Here's what it does. The plugin adds /codex:review, /codex:adversarial-review, and /codex:rescue slash commands to your Claude Code session. They delegate to your local Codex CLI and run in a completely separate process — no context window contention, no token juggling, no duplicate configuration. You fire off an adversarial review, keep working in the foreground with Opus, and check the results when Codex is done.

The reason it's first on the list is simple: every AI model has systematic blind spots. Opus leans architectural. Codex leans execution-level. When I ran both against the same production codebase on a Saturday night incident last month, Codex caught four high-severity issues, Opus caught eight, and only one overlapped. That's seven bugs a single-model review would have missed — on code I was about to ship to users.

I wrote up the full breakdown of that incident in my Codex plugin adversarial review deep dive, so I won't repeat the whole story here. The short version: if you're shipping anything that users touch, a single AI reviewer is a liability. The Codex plugin is how I stopped pretending that wasn't true.

When to install this: Day one. Before any other plugin. It's free (ChatGPT free tier works), takes about five minutes to set up, and the first time it catches a bug Opus missed you'll understand why it's not optional.

When to skip it: If you're doing research, content work, or automation with no user-facing code involved. The adversarial review is specifically about defensive code quality. If you're not shipping software, it's overkill.

2. Obsidian + The Obsidian Skill — My Working Memory

I used Obsidian for personal notes for about two years before I realized it was secretly the best lightweight RAG system I could give Claude Code. The breakthrough came when I installed the Obsidian skill from the community marketplace and pointed Claude Code at my vault.

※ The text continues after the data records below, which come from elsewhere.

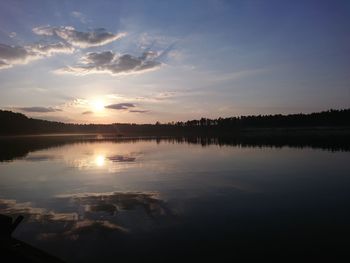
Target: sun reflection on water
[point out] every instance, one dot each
(100, 160)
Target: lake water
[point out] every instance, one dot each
(123, 200)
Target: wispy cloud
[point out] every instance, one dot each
(114, 64)
(120, 106)
(14, 55)
(39, 109)
(139, 111)
(81, 17)
(97, 37)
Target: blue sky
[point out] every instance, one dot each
(143, 61)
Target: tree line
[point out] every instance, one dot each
(17, 123)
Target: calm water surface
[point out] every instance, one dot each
(148, 199)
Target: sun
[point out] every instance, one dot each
(98, 105)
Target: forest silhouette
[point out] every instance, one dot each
(17, 123)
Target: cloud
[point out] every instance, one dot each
(80, 16)
(97, 37)
(114, 64)
(120, 106)
(50, 49)
(39, 109)
(12, 34)
(14, 55)
(139, 111)
(10, 55)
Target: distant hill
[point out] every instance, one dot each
(17, 123)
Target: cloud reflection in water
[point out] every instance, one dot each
(92, 214)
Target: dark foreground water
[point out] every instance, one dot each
(126, 200)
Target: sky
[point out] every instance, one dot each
(147, 61)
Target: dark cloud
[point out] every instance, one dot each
(49, 49)
(120, 106)
(97, 37)
(114, 64)
(12, 55)
(39, 109)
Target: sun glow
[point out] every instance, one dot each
(98, 105)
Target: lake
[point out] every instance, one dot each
(120, 200)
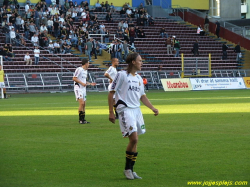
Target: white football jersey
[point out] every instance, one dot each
(128, 89)
(81, 74)
(112, 72)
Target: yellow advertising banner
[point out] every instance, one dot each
(247, 81)
(176, 84)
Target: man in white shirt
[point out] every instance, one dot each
(56, 47)
(12, 36)
(27, 59)
(80, 85)
(129, 91)
(27, 7)
(51, 47)
(102, 27)
(36, 54)
(129, 12)
(111, 74)
(35, 40)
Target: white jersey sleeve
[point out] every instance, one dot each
(112, 72)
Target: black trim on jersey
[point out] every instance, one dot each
(120, 102)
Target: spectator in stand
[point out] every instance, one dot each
(56, 29)
(132, 35)
(6, 57)
(18, 37)
(57, 47)
(169, 45)
(146, 18)
(36, 54)
(238, 51)
(109, 18)
(98, 48)
(98, 6)
(35, 40)
(126, 35)
(27, 59)
(120, 24)
(145, 82)
(129, 12)
(107, 6)
(195, 49)
(217, 29)
(206, 24)
(81, 44)
(140, 20)
(141, 34)
(12, 36)
(32, 29)
(131, 23)
(113, 49)
(177, 47)
(200, 31)
(163, 33)
(27, 7)
(103, 7)
(125, 25)
(151, 20)
(18, 23)
(50, 25)
(43, 28)
(125, 49)
(88, 47)
(123, 13)
(119, 48)
(224, 51)
(74, 38)
(112, 8)
(94, 47)
(120, 32)
(106, 36)
(102, 27)
(51, 47)
(22, 40)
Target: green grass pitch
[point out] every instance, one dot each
(198, 136)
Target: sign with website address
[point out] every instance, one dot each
(217, 83)
(176, 84)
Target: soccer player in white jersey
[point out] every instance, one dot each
(80, 84)
(129, 91)
(111, 74)
(2, 85)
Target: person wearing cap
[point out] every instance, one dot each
(51, 47)
(128, 89)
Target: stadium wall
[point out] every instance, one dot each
(193, 4)
(224, 33)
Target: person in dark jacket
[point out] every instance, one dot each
(224, 51)
(195, 49)
(238, 51)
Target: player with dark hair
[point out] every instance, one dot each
(111, 74)
(80, 84)
(2, 85)
(129, 91)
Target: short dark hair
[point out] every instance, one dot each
(84, 61)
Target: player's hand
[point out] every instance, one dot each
(112, 117)
(155, 111)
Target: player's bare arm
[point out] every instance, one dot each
(147, 103)
(111, 112)
(108, 76)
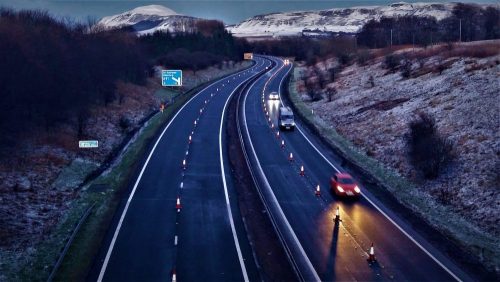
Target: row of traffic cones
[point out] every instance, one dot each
(371, 252)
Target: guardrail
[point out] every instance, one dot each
(294, 251)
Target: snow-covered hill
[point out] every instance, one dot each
(148, 19)
(333, 20)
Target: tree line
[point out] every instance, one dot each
(54, 71)
(468, 22)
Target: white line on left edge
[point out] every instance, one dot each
(373, 204)
(117, 230)
(228, 205)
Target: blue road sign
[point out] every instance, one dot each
(88, 144)
(171, 78)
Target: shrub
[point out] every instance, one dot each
(363, 57)
(392, 61)
(330, 92)
(345, 58)
(371, 81)
(124, 123)
(406, 69)
(428, 151)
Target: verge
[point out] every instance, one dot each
(478, 252)
(112, 184)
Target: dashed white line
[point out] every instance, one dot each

The setup is almost embarrassingly simple. Obsidian stores everything as plain markdown files in a folder you own. The skill teaches Claude Code how to navigate that folder structure, follow wiki links, read tags, and use the folder hierarchy as retrieval context. No vector database. No embedding pipeline. No infrastructure to maintain. Just markdown files and a skill that knows how to read them.

Here's what that unlocks. Every client project I work on has a dedicated vault folder. Every meeting note, every architectural decision, every "thing that went wrong and how I fixed it" log — all of it lives in markdown, linked by topic. When I start a new Claude Code session for that project, the agent can pull any of it on demand. It's the difference between explaining the project from scratch every session and picking up exactly where we left off last time.

Is it as powerful as a real graph-based RAG system? No. I'll get to Light RAG later for that. But for personal knowledge management, client project memory, and "stuff I wrote down last month and forgot about," Obsidian plus the skill is the fastest path from "I have notes" to "my agent can read my notes." And it's free — the base Obsidian app, the vault format, the skill.

I go deeper on this exact workflow in my Obsidian second-brain setup guide if you want the step-by-step. The key insight for this list: if you're a solo dev or small team, you probably don't need a database-backed RAG system yet. You need a vault and a skill that reads it.

3. Auto Research — The Skill That Improves Itself

Here's where the list starts getting weird in a way I like. Auto Research is a skill that runs experiments on your other skills and automatically optimizes them based on performance data.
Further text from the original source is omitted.